L'essentiel
Récemment installé, le maire Pascal Chicot doit gérer des situations délicates pour la sécurité des élèves.
Mercredi dernier, l'école maternelle Danton-Cazelles a été le théâtre d'une intrusion préoccupante. Un individu s'est introduit sans autorisation, en suivant un livreur. Alerté, le directeur a rapidement déclenché l'alarme incendie et a notifié les autorités compétentes. Conformément aux protocoles en vigueur, tous les enfants ont été rassemblés dans la cour. Les gendarmes, intervenant rapidement, ont interpellé l'intrus. Bien que l'individu n'ait pas incité à la violence, il était connu localement pour son comportement instable. Selon France 3 Occitanie, ce même homme avait été aperçu à plusieurs reprises aux abords de l'établissement. Malgré une surveillance intermittente, il a profité d'un moment d'inattention pour accéder aux locaux. Bien que l'entrée générale soit sécurisée, le maire a confirmé, avec son adjointe Virginie Fabre, l'instauration de plusieurs mesures, y compris un soutien psychologique pour les enfants et une réflexion sur le renforcement des dispositifs de sécurité. "Nous allons apporter des modifications. Je comprends l'inquiétude des parents et nous les rencontrerons", a affirmé M. Chicot, saluant au passage le professionnalisme du personnel enseignant.

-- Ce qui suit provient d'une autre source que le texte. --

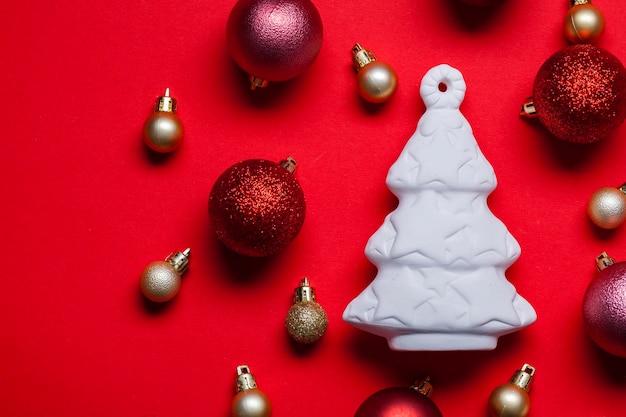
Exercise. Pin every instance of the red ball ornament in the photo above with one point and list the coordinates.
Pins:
(604, 306)
(579, 94)
(257, 207)
(400, 402)
(274, 40)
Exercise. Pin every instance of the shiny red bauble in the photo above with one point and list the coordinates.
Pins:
(579, 93)
(256, 207)
(398, 402)
(604, 309)
(274, 40)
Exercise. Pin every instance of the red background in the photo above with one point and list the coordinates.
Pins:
(86, 206)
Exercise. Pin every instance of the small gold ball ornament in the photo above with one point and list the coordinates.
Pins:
(160, 281)
(584, 22)
(607, 207)
(306, 320)
(376, 81)
(163, 131)
(512, 399)
(249, 400)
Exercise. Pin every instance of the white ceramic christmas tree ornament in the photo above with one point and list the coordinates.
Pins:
(441, 254)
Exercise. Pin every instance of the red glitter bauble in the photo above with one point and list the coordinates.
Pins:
(398, 402)
(604, 309)
(580, 93)
(274, 40)
(256, 207)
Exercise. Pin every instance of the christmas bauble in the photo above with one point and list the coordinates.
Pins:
(257, 207)
(398, 402)
(584, 23)
(274, 40)
(306, 320)
(579, 93)
(511, 399)
(604, 307)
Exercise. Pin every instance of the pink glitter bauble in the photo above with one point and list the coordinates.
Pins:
(604, 309)
(580, 93)
(274, 40)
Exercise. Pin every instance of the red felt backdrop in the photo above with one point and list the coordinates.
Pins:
(86, 207)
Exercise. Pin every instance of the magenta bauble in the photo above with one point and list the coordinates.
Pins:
(579, 93)
(274, 40)
(604, 309)
(257, 207)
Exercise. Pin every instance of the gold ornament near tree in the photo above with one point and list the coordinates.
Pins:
(584, 22)
(306, 320)
(249, 401)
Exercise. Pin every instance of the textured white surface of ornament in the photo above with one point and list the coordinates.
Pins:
(441, 254)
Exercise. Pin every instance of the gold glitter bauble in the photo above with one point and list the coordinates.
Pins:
(306, 322)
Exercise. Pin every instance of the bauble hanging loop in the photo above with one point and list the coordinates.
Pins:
(306, 320)
(257, 207)
(249, 400)
(511, 399)
(274, 40)
(376, 80)
(163, 131)
(607, 207)
(411, 401)
(160, 281)
(604, 306)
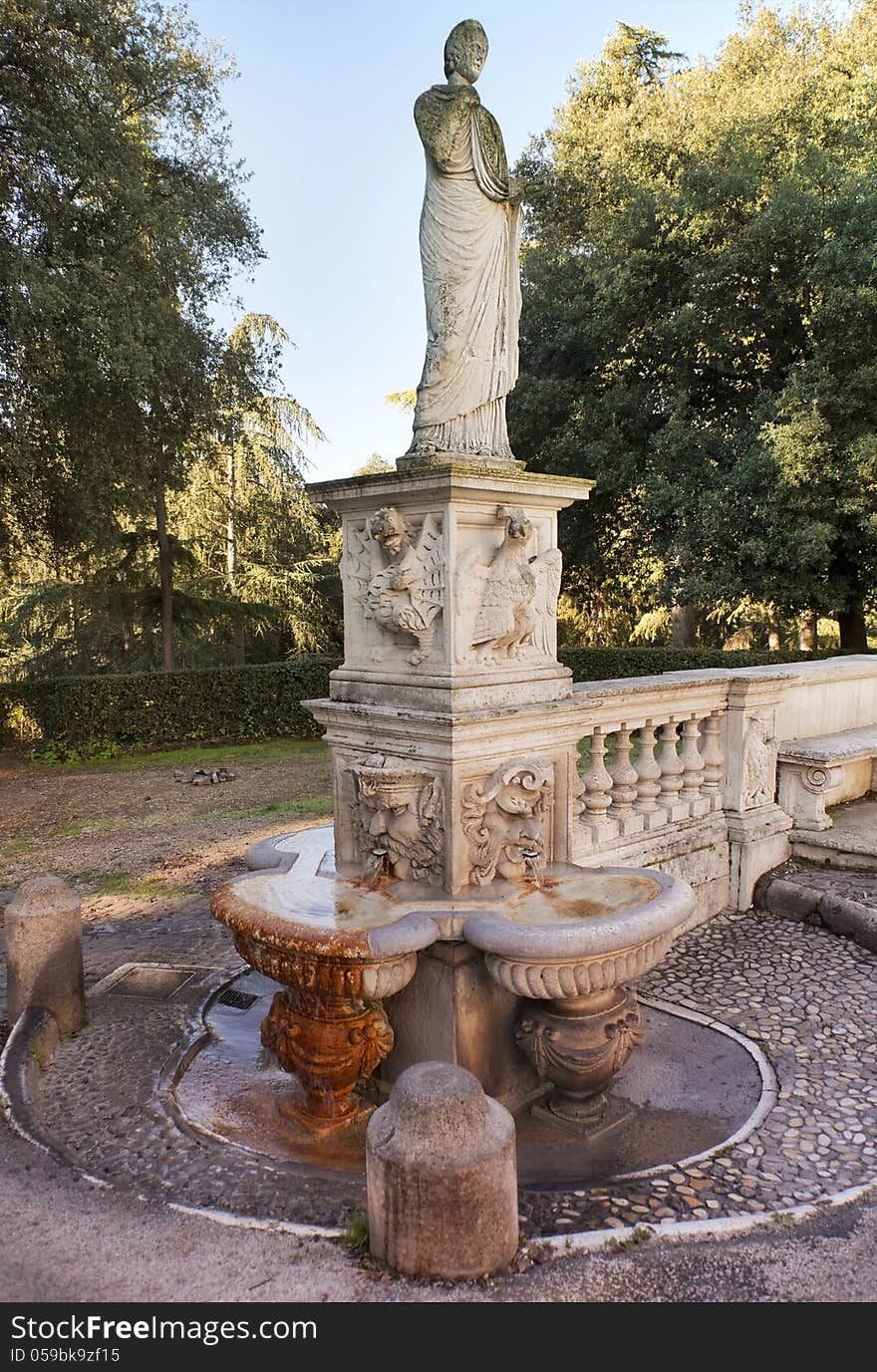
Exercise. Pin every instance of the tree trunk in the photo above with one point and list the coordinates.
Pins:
(683, 626)
(852, 632)
(807, 637)
(231, 553)
(164, 564)
(231, 537)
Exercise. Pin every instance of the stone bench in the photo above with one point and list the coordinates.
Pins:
(825, 770)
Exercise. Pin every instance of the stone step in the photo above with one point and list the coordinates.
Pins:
(793, 896)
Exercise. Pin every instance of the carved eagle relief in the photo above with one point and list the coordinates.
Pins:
(396, 582)
(515, 596)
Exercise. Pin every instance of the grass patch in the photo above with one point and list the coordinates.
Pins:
(356, 1234)
(634, 1239)
(188, 755)
(207, 755)
(121, 884)
(312, 807)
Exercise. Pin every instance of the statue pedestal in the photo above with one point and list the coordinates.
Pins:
(450, 720)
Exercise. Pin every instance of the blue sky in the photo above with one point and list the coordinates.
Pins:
(321, 116)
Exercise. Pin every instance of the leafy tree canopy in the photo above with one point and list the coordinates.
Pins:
(701, 315)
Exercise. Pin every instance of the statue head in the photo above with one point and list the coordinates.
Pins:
(389, 528)
(465, 51)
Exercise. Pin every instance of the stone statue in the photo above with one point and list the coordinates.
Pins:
(516, 593)
(759, 761)
(469, 232)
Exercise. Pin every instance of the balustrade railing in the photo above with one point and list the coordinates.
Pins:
(641, 774)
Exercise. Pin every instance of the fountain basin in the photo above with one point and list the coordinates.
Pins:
(571, 946)
(338, 949)
(581, 931)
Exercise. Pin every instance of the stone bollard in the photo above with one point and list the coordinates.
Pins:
(442, 1176)
(44, 953)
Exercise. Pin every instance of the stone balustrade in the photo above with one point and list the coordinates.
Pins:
(680, 770)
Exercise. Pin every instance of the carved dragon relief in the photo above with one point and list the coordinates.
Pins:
(504, 821)
(397, 578)
(508, 604)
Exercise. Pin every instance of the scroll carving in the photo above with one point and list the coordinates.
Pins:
(400, 582)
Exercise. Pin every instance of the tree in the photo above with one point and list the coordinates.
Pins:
(701, 306)
(121, 221)
(264, 557)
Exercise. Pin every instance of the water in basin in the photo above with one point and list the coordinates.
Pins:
(586, 898)
(323, 902)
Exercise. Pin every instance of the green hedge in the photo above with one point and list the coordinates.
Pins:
(91, 715)
(146, 709)
(596, 665)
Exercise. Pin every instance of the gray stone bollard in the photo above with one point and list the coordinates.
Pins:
(442, 1176)
(44, 953)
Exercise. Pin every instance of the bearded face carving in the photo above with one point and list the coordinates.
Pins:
(504, 821)
(400, 823)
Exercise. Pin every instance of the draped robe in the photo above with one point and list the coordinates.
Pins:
(469, 233)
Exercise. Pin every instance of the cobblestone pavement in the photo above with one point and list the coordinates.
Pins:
(807, 996)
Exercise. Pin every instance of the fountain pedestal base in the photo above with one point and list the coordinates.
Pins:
(578, 1044)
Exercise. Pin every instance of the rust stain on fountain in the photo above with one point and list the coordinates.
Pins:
(327, 1026)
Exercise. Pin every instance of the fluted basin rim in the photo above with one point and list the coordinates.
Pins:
(407, 932)
(593, 936)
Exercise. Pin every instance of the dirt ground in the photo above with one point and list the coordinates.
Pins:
(132, 839)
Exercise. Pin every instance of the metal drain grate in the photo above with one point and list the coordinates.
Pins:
(236, 999)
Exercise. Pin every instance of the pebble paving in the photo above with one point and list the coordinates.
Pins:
(807, 996)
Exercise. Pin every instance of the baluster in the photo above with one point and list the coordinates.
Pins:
(713, 756)
(597, 782)
(648, 771)
(670, 766)
(623, 775)
(692, 761)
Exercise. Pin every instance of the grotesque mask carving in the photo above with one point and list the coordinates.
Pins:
(504, 821)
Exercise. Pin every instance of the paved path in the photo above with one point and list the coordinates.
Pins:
(77, 1241)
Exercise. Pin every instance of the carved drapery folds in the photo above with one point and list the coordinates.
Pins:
(397, 578)
(504, 819)
(508, 605)
(400, 823)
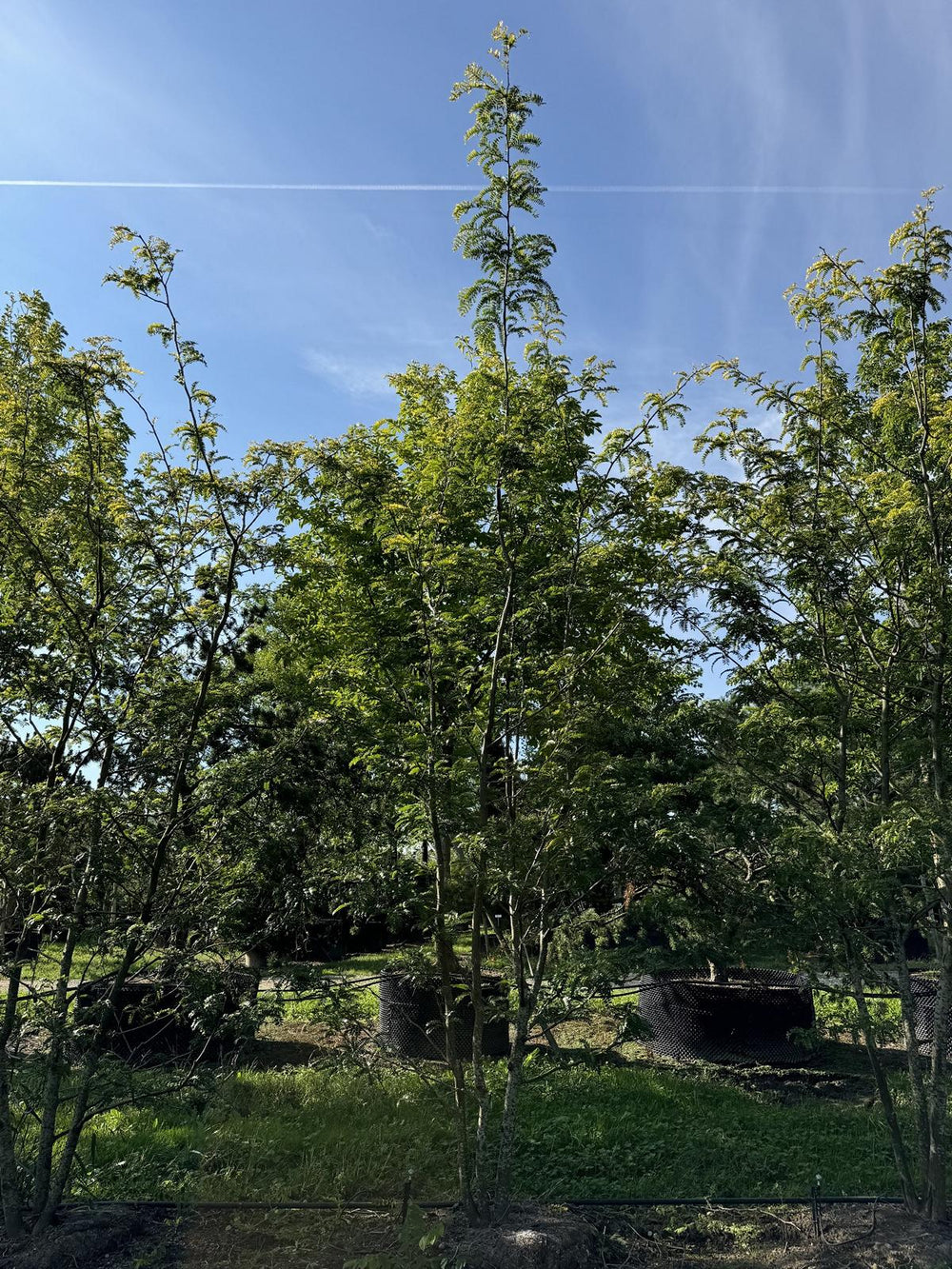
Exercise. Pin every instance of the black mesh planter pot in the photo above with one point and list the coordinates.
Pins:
(411, 1020)
(746, 1020)
(924, 991)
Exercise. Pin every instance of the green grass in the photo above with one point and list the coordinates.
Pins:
(642, 1132)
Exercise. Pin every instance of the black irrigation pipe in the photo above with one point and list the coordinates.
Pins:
(327, 1206)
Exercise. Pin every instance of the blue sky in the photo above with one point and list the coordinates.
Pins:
(304, 300)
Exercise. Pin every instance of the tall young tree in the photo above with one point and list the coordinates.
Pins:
(478, 582)
(826, 571)
(122, 608)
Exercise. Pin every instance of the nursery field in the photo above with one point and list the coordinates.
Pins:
(295, 1122)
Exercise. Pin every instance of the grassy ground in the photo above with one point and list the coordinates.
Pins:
(635, 1131)
(293, 1122)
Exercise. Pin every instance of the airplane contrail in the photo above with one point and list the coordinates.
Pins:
(383, 188)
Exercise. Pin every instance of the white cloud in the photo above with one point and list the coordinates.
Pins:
(349, 374)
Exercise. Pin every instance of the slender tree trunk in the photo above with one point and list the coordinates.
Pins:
(889, 1107)
(939, 1082)
(10, 1193)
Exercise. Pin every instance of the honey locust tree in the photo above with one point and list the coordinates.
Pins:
(479, 582)
(826, 572)
(125, 591)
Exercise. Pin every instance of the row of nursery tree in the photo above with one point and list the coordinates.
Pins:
(442, 670)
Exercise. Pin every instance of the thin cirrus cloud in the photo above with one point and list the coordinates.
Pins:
(327, 187)
(349, 374)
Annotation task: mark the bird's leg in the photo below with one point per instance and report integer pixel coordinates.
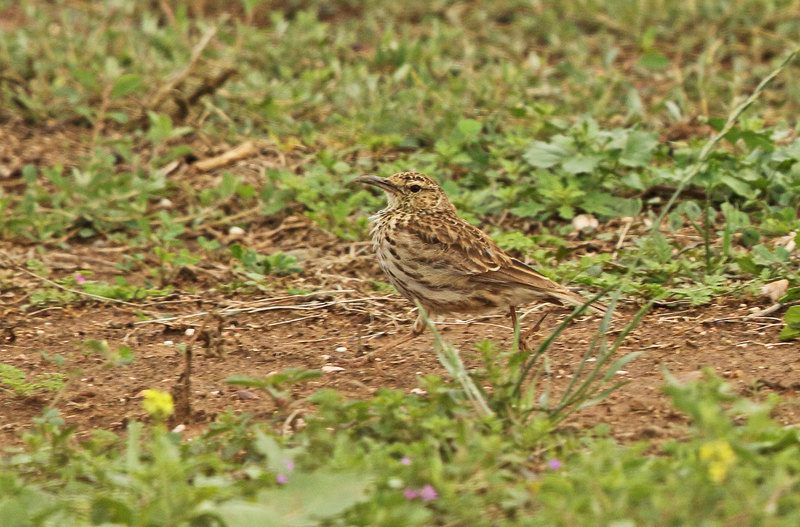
(523, 338)
(416, 331)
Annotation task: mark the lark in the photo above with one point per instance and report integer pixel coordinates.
(447, 265)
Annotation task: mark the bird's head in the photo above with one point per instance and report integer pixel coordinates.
(411, 192)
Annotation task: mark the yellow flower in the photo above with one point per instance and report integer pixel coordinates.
(158, 404)
(720, 456)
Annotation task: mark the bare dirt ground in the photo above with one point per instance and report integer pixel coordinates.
(347, 315)
(323, 329)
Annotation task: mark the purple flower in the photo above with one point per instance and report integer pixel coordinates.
(428, 493)
(410, 493)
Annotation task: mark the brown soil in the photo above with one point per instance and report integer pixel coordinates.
(322, 329)
(348, 317)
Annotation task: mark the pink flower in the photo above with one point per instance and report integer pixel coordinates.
(554, 464)
(428, 493)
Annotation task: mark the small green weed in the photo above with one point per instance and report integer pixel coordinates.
(14, 380)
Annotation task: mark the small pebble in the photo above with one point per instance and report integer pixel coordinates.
(246, 395)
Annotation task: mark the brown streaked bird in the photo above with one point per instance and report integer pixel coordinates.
(448, 265)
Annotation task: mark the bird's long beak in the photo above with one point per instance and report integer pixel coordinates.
(379, 182)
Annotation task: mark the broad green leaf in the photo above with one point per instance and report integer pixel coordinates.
(638, 149)
(546, 155)
(581, 164)
(470, 128)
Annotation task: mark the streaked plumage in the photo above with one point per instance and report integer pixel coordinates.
(445, 263)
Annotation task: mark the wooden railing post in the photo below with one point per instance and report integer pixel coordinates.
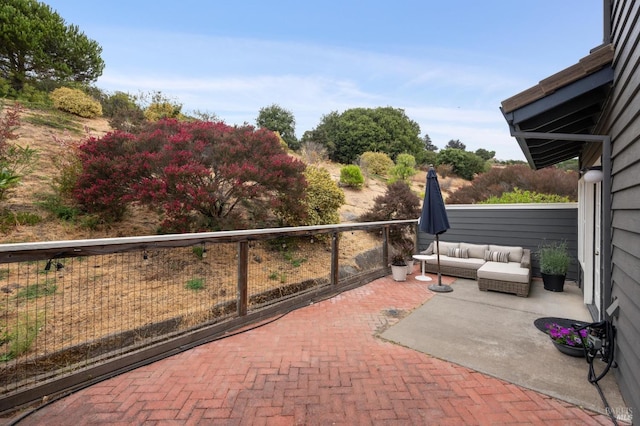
(335, 247)
(385, 245)
(243, 273)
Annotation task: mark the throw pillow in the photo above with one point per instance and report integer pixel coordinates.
(461, 253)
(496, 256)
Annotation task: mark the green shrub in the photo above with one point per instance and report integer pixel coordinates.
(55, 205)
(499, 180)
(376, 163)
(323, 197)
(404, 168)
(351, 176)
(519, 196)
(22, 338)
(123, 111)
(76, 102)
(465, 164)
(554, 258)
(195, 284)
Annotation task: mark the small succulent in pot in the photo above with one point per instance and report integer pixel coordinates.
(398, 259)
(554, 258)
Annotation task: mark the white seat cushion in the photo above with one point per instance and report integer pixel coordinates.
(504, 272)
(456, 262)
(515, 253)
(475, 250)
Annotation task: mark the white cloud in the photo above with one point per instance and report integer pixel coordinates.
(234, 78)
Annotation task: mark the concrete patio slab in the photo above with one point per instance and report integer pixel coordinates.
(493, 333)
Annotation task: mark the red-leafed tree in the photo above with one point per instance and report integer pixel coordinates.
(203, 176)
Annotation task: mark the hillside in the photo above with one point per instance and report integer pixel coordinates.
(37, 131)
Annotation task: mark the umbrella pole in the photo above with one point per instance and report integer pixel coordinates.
(439, 288)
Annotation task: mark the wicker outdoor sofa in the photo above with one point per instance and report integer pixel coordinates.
(500, 268)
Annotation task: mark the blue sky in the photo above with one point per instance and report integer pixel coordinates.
(448, 63)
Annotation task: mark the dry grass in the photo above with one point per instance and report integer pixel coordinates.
(104, 289)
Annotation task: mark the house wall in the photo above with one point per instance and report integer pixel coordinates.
(622, 122)
(527, 226)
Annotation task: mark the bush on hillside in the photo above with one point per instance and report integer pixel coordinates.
(376, 163)
(76, 102)
(465, 164)
(404, 168)
(351, 176)
(518, 196)
(15, 160)
(499, 180)
(200, 175)
(397, 203)
(123, 112)
(323, 197)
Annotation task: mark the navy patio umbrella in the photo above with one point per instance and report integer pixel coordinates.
(434, 220)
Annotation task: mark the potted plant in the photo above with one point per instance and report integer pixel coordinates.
(567, 340)
(554, 264)
(399, 267)
(407, 248)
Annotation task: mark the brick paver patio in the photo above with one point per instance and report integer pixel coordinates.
(320, 365)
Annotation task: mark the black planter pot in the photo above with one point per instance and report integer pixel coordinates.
(553, 282)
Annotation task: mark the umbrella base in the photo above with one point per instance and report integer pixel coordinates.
(440, 288)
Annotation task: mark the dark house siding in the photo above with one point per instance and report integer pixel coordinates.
(527, 225)
(622, 122)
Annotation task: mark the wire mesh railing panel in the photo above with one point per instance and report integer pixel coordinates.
(66, 312)
(69, 308)
(283, 267)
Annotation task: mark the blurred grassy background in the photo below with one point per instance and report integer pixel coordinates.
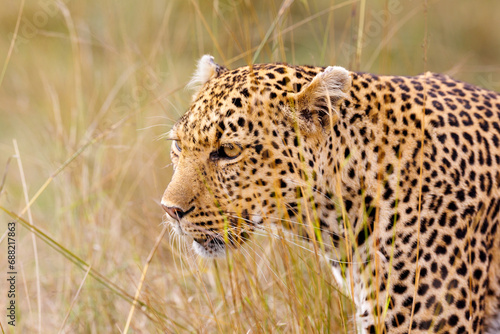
(105, 79)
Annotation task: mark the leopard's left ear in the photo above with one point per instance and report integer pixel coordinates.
(205, 70)
(317, 103)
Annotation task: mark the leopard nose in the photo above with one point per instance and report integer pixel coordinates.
(174, 212)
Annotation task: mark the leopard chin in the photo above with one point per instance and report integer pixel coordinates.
(214, 248)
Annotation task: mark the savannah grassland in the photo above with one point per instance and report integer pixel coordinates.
(87, 91)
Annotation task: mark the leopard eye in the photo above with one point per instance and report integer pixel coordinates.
(229, 151)
(177, 146)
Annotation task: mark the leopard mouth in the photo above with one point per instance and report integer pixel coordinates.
(211, 248)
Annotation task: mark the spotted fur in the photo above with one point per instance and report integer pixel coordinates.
(400, 174)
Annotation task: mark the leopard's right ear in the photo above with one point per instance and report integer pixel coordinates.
(317, 103)
(205, 70)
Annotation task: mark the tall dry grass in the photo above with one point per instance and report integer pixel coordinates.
(87, 90)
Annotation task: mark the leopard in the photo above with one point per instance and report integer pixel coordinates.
(398, 176)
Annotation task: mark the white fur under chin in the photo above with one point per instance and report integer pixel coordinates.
(363, 315)
(204, 71)
(218, 251)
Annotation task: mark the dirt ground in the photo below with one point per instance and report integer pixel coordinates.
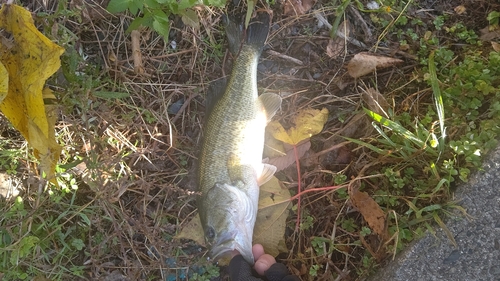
(139, 152)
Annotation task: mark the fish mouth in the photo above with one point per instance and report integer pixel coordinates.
(231, 244)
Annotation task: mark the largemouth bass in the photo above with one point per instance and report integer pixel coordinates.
(230, 163)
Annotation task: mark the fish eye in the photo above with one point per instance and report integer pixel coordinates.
(210, 233)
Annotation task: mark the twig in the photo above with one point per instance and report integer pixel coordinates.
(135, 37)
(285, 57)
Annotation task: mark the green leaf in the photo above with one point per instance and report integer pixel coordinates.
(138, 22)
(118, 6)
(78, 244)
(111, 95)
(186, 4)
(85, 218)
(190, 18)
(135, 6)
(25, 245)
(438, 99)
(395, 127)
(152, 4)
(216, 3)
(162, 27)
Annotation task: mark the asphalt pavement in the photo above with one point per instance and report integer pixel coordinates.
(477, 255)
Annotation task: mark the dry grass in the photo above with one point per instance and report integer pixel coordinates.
(136, 154)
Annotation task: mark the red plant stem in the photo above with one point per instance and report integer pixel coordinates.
(317, 189)
(299, 186)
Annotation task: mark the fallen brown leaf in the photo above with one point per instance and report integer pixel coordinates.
(369, 209)
(297, 7)
(375, 101)
(365, 63)
(282, 162)
(336, 47)
(496, 46)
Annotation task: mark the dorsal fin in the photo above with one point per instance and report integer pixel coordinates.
(215, 91)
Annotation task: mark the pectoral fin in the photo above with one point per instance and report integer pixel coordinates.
(271, 103)
(267, 173)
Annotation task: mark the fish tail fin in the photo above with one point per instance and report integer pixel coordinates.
(255, 35)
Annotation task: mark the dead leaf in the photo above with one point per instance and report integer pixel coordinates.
(30, 59)
(336, 47)
(282, 162)
(270, 225)
(495, 45)
(369, 209)
(192, 230)
(365, 63)
(297, 7)
(460, 9)
(274, 203)
(375, 101)
(307, 122)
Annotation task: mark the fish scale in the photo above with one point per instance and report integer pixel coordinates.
(230, 162)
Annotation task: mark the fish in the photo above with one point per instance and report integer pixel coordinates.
(230, 168)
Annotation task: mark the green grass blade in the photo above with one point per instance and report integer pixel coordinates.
(438, 99)
(369, 146)
(395, 127)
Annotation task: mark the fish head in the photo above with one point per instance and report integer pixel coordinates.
(228, 217)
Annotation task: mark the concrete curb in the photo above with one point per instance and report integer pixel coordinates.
(477, 256)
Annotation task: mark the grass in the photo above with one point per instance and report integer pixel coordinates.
(130, 140)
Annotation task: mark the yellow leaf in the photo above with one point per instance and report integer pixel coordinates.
(30, 59)
(308, 122)
(274, 203)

Le conseil municipal de mercredi dernier
Cette séance a dû être annulée en raison d'un oubli administratif : plusieurs élus de l'opposition n'avaient pas reçu leur convocation. Il a été décidé que la réunion serait reportée au 23 avril à 19 heures à la salle du Lac. Seuls deux élus de l'opposition, Jordan Puissant et Marie Sicot, avaient été informés correctement. "Nous avons commis une erreur. Nous comprenons les préoccupations de l'opposition qui n'a pas pu se préparer dans de bonnes conditions", a reconnu le maire. Sur les réseaux sociaux, le groupe "Unis pour Castanet" a dénoncé un manque de moyens, faisant valoir l'absence d'un local dédié. En réponse, le maire a expliqué que le local utilisé précédemment était en cours de travaux, soulignant qu'une solution temporaire a été mise en place à la MJC. "Je suis surpris par ces accusations", a-t-il ajouté, rappelant qu'il avait encore quatre mois après les élections pour trouver une solution durable.
Tout se met en place
En dehors de ces incidents, les élus semblent s'adapter progressivement à leurs nouvelles fonctions. La prochaine réunion de conseil municipal devrait permettre de clarifier la répartition des rôles et d'organiser les travaux futurs. "Nous devons redéfinir notre gouvernance, car l'ancienne structure n'a pas fonctionné comme prévu", a déclaré le maire. Les premières initiatives commencent à prendre forme : la limitation de vitesse à 30 km/h sera uniquement appliquée dans le centre de la commune, tandis que les axes d'entrée venant de Labège et Escalquens reviendront à 50 km/h. Concernant l'éclairage public, une extinction partielle entre 0 h 30 et 5 h 30 sera mise en œuvre dans le respect des horaires des transports en commun. "Certaines démarches prennent du temps, mais nous avons tout planifié", a conclu Pascal Chicot.